I should write something about Elias Canetti and his mother. Early in The Tongue Set Free, just a fifth of the way into the memoir, Canetti’s father suddenly dies. Canetti is eight, I think. He ends up moving into his father’s role in some ways. The mother’s psychology is the curious thing, how she demands from her young son some of the intellectual and emotional satisfactions she once got from her husband. Thus her insistence that he learn German instantaneously, or her course of reading Shakespeare and Schiller with Canetti – German was the language she shared with her husband, theater was the art the loved together.
I hate to think what this would do to a kid less tenacious and brilliant than Canetti, but she likely would have demanded less in that case.
She made an effort not to influence me. After each scene, she asked me how I understood it, and before saying anything herself, she always let me speak first. But sometimes, when it was late, and she forgot about the time, we kept reading and reading, and I sensed that she was utterly excited and would never stop… Her wide nostrils quivered vehemently, her large, gray eyes no longer saw me, her words were no longer directed at me. I felt that she was talking to Father when she was seized in this way, and perhaps I, without realizing it, had become my father. (83)
A break is inevitable; thus Canetti’s confusion between the Schnitzler-like doctor who pursues his mother and the forbidden sexual content of the Schnitzler books his mother reads in place of Schiller. Canetti’s own move toward independence occurs in Switzerland, in part due to his discovery of Swiss literature. He first has contempt for it, as when, at the celebration of the Gottfried Keller centennial, he cannot believe that this writer he has never heard of can be any good: “but what struck me to the core of my naïve attitude was the lofty claim for a writer whom not even mother had read” (168). This bit of the story has a happy ending, by the way: “at the time, I couldn’t guess with what delight I would some day read Green Henry.”
The Zurich poet and historical novelist Conrad Ferdinand Meyer (who I have not read) breaks through Canetti’s resistance, as does Jeremias Gotthelf’s nightmarish The Black Spider (“I felt haunted by it, as though it had dug into my own face,” 253), which leads to some sort of break with his mother, who uses the novella as a weapon to attack Zurich, Switzerland, and her son (“nobody with any understanding took Gotthelf seriously today,” 254). The memoir ends with the mother’s long, brutal attack on Canetti’s Bildung, his education, his interest in Switzerland, and the writers he likes. It is wild; neurotic, cruel and misguided and, psychologically, of high interest, however strange.

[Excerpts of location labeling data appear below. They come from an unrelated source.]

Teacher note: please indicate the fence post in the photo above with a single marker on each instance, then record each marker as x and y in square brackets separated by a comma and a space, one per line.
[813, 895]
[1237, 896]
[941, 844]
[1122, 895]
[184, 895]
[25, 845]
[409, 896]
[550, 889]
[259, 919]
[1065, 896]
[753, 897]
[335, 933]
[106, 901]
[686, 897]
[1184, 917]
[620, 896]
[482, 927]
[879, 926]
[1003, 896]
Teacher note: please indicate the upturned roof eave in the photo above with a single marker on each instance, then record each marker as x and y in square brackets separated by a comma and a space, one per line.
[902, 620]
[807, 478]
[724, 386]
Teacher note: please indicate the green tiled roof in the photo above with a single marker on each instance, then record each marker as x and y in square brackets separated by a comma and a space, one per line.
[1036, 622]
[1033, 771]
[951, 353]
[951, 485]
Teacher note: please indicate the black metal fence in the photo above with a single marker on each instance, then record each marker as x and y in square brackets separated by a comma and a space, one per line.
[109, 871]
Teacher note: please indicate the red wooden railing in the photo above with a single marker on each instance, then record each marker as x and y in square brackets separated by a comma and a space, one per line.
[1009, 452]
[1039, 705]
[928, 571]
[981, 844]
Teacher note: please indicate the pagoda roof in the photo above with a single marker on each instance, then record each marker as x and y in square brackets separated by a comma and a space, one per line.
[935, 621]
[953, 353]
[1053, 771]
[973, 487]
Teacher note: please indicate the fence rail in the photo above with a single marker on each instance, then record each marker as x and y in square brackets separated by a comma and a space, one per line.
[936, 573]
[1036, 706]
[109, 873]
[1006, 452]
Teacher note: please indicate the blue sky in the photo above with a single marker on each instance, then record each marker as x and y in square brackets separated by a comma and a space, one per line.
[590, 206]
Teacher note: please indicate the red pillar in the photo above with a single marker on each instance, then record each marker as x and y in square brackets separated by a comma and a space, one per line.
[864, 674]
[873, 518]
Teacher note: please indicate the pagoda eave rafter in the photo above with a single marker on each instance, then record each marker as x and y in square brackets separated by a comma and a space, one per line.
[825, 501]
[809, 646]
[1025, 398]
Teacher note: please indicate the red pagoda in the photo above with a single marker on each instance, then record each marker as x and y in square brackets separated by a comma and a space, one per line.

And it is only half as strange as the story Canetti tells his mother about a circle of dancing mice:
“You’re being unfair,” she said, “that’s just like you. You expect too much. Mice aren’t people, after all, even if they do have a kind of dancing.” (221)
Good point, Mom.
Canetti’s memoir and mother often reminded me of Romain Gary’s Promise atDawn, as different as the books are, as different as the mothers are, two stories of powerful but displaced Jewish mothers and their brilliant sons wandering across Europe, searching for not just a home but a culture.